Restaurant Review: Seventh Hill Pizza
/By Corinna Lothar
Walking into Seventh Hill Pizza in the Palisades is like stepping into a place you would expect to find in a country town. The restaurant is a large, cheerful, open space with a row of booths along one wall, a few tables at the back, a long, high table running down the center of the room, and a bar near the kitchen. Bright yellow metal stools serve both diners and drinkers enjoying a pizza and/or a glass of something at the bar or at the high table. Decor is minimal and the loud music isn’t country.
Seventh Hill (named for its sister restaurant on 7th Street SE “behind Capitol Hill,” or for the seven hills of Rome, whence came the owners) is a pizza parlor offering more than just pizzas. The menu lists some sophisticated “befores” and “afters,” sandwiches, and five recently added complex salads. A hit dessert is a calzone filled with Nutella. The full bar includes a handful of white and red wines and a number of beers, bottled and draft, as well as soft drinks.
The pizzas are made in a large Italian wood-burning oven, and come in 8- and 12-inch sizes. They are good, if not great, but tend to be somewhat soggy in the middle, possibly because they are so generously topped and sauced.
Toppings are unusual. The 17 pizzas are named for places around town, such as, for example, “MacArthur Boulevard” (olive oil, mushrooms, fennel sausage, brie, parmesan, mozzarella, oregano); “Lincoln Park” (artichoke, rosemary, mozzarella, zucchini, mushrooms); “Union Station” (goat cheese, mozzarella, pecorino, gorgonzola, oregano, garlic). There is also a pizza of the day, as well as a daily pasta offering.
Sandwiches, like the pizzas, have imaginative fillings. They are served on pizza dough, akin to pita loaves. Fillings include eggplant with mozzarella, pesto, parmesan, and tomato sauce; prosciutto with roasted red pepper, provolone, tomato, and sun-dried tomato pesto; an Italian sandwich of salami, mortadella, capicola, provolone, hot peppers, and tomato; and a veggie sandwich of eggplant puree, roasted red pepper, portabella mushroom, artichoke, mozzarella, and pesto. Many of the sandwiches include a handful of arugula, which adds a fresh, slightly bitter crunch.
“Befores” include such dishes as crispy brussels sprouts, arancini goat cheese risotto balls, eggplant parmesan, prosciutto and potato croquettes, and some terrific meatballs in a rich tomato sauce. “Afters” are gelato, tiramisu, and the aforementioned calzone.
The five new salads mix various greens, fruit, egg, nuts, cheeses, and vegetables with a variety of dressings. Seventh Hill also prepares simple salads of arugula, kale, or mixed greens.

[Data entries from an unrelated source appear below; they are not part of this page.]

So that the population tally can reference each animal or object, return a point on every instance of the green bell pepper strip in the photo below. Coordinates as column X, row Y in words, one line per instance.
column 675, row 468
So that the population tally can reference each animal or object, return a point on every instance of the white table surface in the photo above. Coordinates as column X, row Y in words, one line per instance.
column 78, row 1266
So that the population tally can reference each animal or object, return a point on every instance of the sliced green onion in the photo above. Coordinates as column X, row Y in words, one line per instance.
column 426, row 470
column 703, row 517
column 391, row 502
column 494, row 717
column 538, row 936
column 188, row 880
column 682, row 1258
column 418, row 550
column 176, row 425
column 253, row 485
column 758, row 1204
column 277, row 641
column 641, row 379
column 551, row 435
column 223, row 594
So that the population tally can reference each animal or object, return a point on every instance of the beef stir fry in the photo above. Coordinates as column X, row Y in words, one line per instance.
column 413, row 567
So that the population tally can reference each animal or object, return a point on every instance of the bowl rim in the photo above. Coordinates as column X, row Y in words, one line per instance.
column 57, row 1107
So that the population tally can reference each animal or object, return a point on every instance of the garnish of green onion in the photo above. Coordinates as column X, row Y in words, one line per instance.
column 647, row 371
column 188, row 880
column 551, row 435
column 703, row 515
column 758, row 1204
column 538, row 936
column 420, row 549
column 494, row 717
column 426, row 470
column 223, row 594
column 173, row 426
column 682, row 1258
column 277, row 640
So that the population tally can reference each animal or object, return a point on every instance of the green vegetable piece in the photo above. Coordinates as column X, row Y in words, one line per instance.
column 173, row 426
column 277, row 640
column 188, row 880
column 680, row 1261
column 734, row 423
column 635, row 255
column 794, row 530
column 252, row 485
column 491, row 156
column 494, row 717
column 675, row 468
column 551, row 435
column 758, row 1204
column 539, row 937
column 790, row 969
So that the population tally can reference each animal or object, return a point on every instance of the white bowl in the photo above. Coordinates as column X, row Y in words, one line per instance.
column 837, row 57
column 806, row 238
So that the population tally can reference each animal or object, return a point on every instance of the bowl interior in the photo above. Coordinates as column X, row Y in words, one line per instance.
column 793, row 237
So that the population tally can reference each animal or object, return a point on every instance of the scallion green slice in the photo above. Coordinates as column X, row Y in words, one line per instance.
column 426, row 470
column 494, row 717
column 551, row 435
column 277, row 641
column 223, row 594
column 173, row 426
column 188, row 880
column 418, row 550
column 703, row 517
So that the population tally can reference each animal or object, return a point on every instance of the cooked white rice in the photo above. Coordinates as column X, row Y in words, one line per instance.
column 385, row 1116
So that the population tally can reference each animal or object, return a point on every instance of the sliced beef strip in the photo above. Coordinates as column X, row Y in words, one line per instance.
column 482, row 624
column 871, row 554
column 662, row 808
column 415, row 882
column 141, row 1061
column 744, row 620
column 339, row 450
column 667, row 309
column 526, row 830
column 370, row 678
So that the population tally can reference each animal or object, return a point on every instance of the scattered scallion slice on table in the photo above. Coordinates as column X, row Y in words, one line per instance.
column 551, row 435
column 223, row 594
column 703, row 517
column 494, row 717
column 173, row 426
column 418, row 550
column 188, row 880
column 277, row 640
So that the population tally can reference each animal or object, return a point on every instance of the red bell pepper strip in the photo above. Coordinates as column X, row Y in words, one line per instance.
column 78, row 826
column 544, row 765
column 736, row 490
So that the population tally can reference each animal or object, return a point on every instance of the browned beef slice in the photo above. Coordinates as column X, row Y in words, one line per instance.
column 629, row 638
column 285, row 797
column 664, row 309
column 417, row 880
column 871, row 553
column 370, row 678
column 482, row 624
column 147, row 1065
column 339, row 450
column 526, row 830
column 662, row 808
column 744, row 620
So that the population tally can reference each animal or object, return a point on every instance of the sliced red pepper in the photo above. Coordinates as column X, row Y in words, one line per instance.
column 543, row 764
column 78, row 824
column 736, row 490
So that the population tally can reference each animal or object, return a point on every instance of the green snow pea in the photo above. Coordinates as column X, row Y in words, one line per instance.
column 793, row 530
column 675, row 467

Portions are generous and can easily be shared. It’s a welcoming place to bring children, and offers a “kids pizza-making party” ($14.95 per kid); children pick the ingredients and the restaurant does the cooking. For grown-ups the daily happy hour runs from 3 to 6:30 pm, during which a glass of house wine and an 8-inch cheese pizza are $6 each, and draft beer is $4.50.
Seventh Hill Pizza: 4885 MacArthur Boulevard NW, (202) 506-2821.
Hours: Sunday to Thursday, 11 am to 9 pm; Friday to Saturday, 11 am to 10 pm.
Prices: Pizzas $9.95 to $16.95; sandwiches $8; “befores” $6 to $9; “afters” $3.50 to $7.
Parking: Meters and street (Zone 3).